The goal of this project is to leverage Amazon Web Service's machine learning services to create a dataset that automatically adds and updates files on IEEE DataPort's S3 storage. Through this process, we sought to learn and demonstrate how an ongoing data collection script can create a shared living dataset by streaming data to our IEEE DataPort dataset storage. In the process, we also hoped to gain further insights into areas including:

Generating data for machine learning
Using headless Chrome to collect data/images (via Python's Puppeteer port Pyppeteer)
Varaibles that may impact facial recognition in machine learning
Combining existing compute resources (e.g. our own AWS account) with IEEE DataPort S3 storage
Learning more about IEEE DataPort AWS integration
Exploring AWS ML services

Approach

In pursuit of this goal, we created a Python script (see handler.py aws-celebrity-recognition) designed to:

Capture a screenshots from the homepages of a list of top celebrity news/paparazzi websites. Website mobile views were used, and the entire scrollable page is captured.
The screenshots are then processed so that they can be used by AWS Recognition. Images processing is performed to ensure the file size is below the maximum file size allowed by the service (5 MB). We also found that AWS Recognition provided relatively few hits from the full website screenshots, which are of large dimensions and contain many celebrities. To address these issues, the screenshot images are split up into smaller slices, which will be sent to AWS Recognition for scanning.
Image slices are sent to for facial recognition to the AWS Recognition API, which returns a list of celebrities detected within the images.
The script then takes the list of detected celebrities on the sites and adds them to a CSV file along with the date and time when the picture was taken and the name of the website it was taken from (see Instructions for more details).
The screenshots are saved to the images folder in the S3 Bucket and the CSV is saved to the root directory of the S3.

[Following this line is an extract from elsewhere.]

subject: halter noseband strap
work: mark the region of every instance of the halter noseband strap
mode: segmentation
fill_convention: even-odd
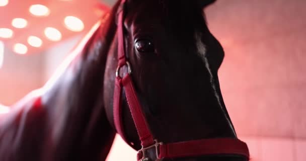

For more information on how everything was done: https://github.com/Wlntr/aws-celebrity-recognition/blob/master/README.md (also available for download on IEEE DataPort)

Instructions:

Celebs.csv contains the celebrity names returned by AWS's Recognition from a series of website screenshots. The data collection began on June 13, 2023 and is ongoing. Our script, running twice a day, adds new rows for each website scanned with a list of celebrity matches. Celebs.csv contains the following columns:

Column A: Datetime (e.g. Jun_13_2023_14H_38M_45S)
Column B: Soure (e.g. TMZ)
Column C - ZZ: Celebrity Name (e.g. Jennifer Lawrence)

Images

The images folder contains the original screenshots used for "celebrity recognition". These are captured for project reproducability and potential comparison with other Machine Learning comparisons and explorations. The naming convention used is SOURCE_DATETIME.jpeg (e.g. DLISTED_Jun_13_2023_14H_38M_45S.jpeg)

Tip: IEEE DataPort subscribers may access these files using the platforms direct AWS S3 access fearture.